Meister Nangaku – die Geschichte spielt in China – sieht seinen Schüler Baso, der mit starkem Engagement Zazen praktiziert. Er sagt also zu ihm: „Was versuchst du gerade zu tun?“ Der Schüler antwortet: „Ich versuche Buddha zu werden.“ Meister Nangaku nahm daraufhin einen Dachziegel und begann ihn zu polieren. Der Schüler Baso fragte: „Aber was macht ihr da wenn ihr den Dachziegel poliert?“ Nangaku sagte: „Ich versuche einen Spiegel daraus zu machen.“ Der Schüler sagte: „Aber ihr könnt keinen Spiegel aus diesem Dachziegel machen, selbst wenn ihr ihn poliert.“ Meister Nangaku antwortet also: „Und du, glaubst du den Buddha-Zustand zu erreichen indem du Zazen praktizierst?“
Diese Geschichte ist sehr berühmt. Sie weist auf einen sehr wichtigen Aspekt der Praxis hin. Alle unsere Handlungen sind mit der Idee des Erreichens eines Ziels unterlegt. Wir handeln immer um etwas zu erhalten.
Meister Nangaku versucht seinem Schüler zu verstehen zu geben, dass die Praxis kein Mittel ist um Buddha zu werden, da wir im Innersten bereits Buddha sind. Es geht nicht darum Buddha zu werden. Es gibt kein Ziel zu erreichen. Die Praxis selbst ist das Ziel. Weil wir Buddha sind, praktizieren wir Buddha.
Weil wir das Leben sind, praktizieren wir das Leben. Wir praktizieren das Leben wie es ist. Wir enthalten uns davon unentwegt Kommentare hinzuzufügen. Wir enthalten uns davon fixiert auf einer Sache stehen zu bleiben, egal was es ist. Wir lassen das Leben frei fließen, ohne einzugreifen, ohne uns zu widersetzen.
Meister Deshimaru sagte: „Zazen zu praktizieren ist die Normalform des Geistes zu praktizieren.“
In der Welt des Zen, in der Welt der Erweckung sind Praxis und Realisation ein und dasselbe. So wie eine Form von seinem Schatten begleitet ist – der Schatten taucht im selben Moment auf wie die Form. Wenn man das Vorbeiziehenlassen praktiziert, gibt man seinem Geist die Freiheit und er bleibt auf nichts fixiert. Das ist die totale Befreiung, das ist der Normalzustand des Geistes.

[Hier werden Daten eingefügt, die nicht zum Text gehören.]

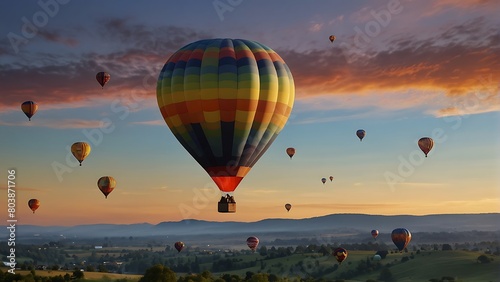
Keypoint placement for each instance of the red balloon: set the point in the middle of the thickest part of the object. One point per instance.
(102, 78)
(179, 246)
(340, 254)
(253, 242)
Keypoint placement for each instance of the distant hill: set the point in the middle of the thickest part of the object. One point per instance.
(329, 224)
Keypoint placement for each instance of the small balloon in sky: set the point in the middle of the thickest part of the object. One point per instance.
(29, 108)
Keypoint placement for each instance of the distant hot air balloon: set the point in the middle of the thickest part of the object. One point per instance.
(80, 150)
(179, 246)
(102, 78)
(340, 254)
(29, 108)
(226, 101)
(425, 144)
(106, 184)
(401, 237)
(361, 134)
(253, 242)
(33, 204)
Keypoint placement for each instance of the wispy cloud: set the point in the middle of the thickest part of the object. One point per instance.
(60, 124)
(150, 122)
(458, 62)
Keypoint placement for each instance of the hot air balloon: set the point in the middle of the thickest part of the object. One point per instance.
(226, 101)
(34, 204)
(29, 108)
(106, 184)
(401, 237)
(425, 144)
(179, 246)
(102, 78)
(80, 150)
(253, 242)
(361, 134)
(340, 254)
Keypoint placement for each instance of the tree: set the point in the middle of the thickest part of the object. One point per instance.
(77, 274)
(446, 247)
(158, 273)
(483, 259)
(386, 275)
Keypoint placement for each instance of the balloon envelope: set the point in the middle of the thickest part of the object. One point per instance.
(425, 144)
(401, 237)
(179, 246)
(225, 100)
(80, 151)
(361, 134)
(29, 108)
(340, 254)
(34, 204)
(102, 78)
(106, 184)
(253, 242)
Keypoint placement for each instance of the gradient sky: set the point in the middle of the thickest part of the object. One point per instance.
(401, 70)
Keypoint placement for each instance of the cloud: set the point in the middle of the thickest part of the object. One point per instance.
(60, 124)
(25, 189)
(150, 122)
(57, 37)
(457, 62)
(69, 78)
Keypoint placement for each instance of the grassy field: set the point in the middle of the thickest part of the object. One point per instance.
(89, 276)
(461, 265)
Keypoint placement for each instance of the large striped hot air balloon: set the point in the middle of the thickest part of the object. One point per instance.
(225, 100)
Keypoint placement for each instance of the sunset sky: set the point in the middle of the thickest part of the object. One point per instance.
(400, 70)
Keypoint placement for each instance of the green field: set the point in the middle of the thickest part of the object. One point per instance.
(422, 266)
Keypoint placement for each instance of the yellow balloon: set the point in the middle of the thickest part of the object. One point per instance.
(80, 150)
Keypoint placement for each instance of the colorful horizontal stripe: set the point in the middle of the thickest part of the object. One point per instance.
(225, 100)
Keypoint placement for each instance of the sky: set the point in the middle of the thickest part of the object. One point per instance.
(400, 70)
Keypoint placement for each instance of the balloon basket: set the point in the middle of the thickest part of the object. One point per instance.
(226, 207)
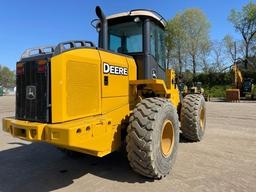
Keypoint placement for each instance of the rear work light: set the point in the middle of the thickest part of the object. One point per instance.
(20, 68)
(41, 66)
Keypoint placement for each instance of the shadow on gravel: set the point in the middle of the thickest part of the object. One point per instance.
(41, 167)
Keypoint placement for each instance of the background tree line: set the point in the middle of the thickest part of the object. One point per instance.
(195, 56)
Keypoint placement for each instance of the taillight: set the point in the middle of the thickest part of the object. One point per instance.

Wenn man aufrecht sitzt, wenn unser Geist mit nichts beschäftigt ist, wenn unsere Atmung frei kommt und geht, wenn man nichts festzuhalten versucht, egal was es ist, wenn man vor nichts flieht, egal was es ist, wenn man alle Formen die im Geist erscheinen von alleine auftauchen und vorbeiziehen lässt, das ist der Normalzustand des Geistes, das was man Buddha-Zustand nennt. Diese Haltung verändert unser Leben tiefgehend.
Achtet auf die Haltung des Kopfes, der auf den Schultern ruhen soll, die Augenlider gesenkt aber halboffen, lockert die Spannungen in den Augäpfeln – all dies poliert die Haltung. Die Handlung des Polierens selbst ist der Spiegel. In sich selbst präsent sein, das Bewusstsein offen zu halten, ohne Verunreinigungen, ohne Grenzen, das ist er – der Spiegel.
Zu einem weiten Bewusstsein zu gelangen, das von nichts verdunkelt wird, das alles sieht, das an nichts anhaftet, egal was es ist, das ist der Normalzustand des Geistes. Keine Form haftet auf dem Spiegel an, keine Form ist fixiert, die Formen erscheinen und vergehen.
Unsere Angst, unsere Gier, unsere Wut erlaubt den Formen auf dem Spiegel zu erscheinen. Wenn wir frei von den drei Giften sind, die da sind Dummheit, Gier und Abneigung, dann gleitet alles, alles zieht für immer vorbei. Das ist der Normalzustand, der Buddha-Zustand, ohne Fabrikation von Gedanken. So wie es ist, ist es Buddha. So wie wir in unserem tiefen Innersten sind, sind wir Buddha.
Sucht also nach nichts, begnügt euch zu sein was ihr wirklich seid. Begnügt euch damit zu sitzen, vollständig zu sitzen, unter Ausschluß aller anderen Dinge.
Erhaltet dieselbe Praxis in allen Aktivitäten des Alltagslebens. Wenn ihr geht, dann begnügt euch damit vollständig nur zu Gehen. Wenn ihr esst, dann begnügt euch damit vollständig nur zu Essen, immer aufmerksam auf das was ihr tut.
Ihr schmeckt dann die reine Existenz, ohne Kommentar, ohne Dekoration, ohne Ziel – ohne Verzögerung.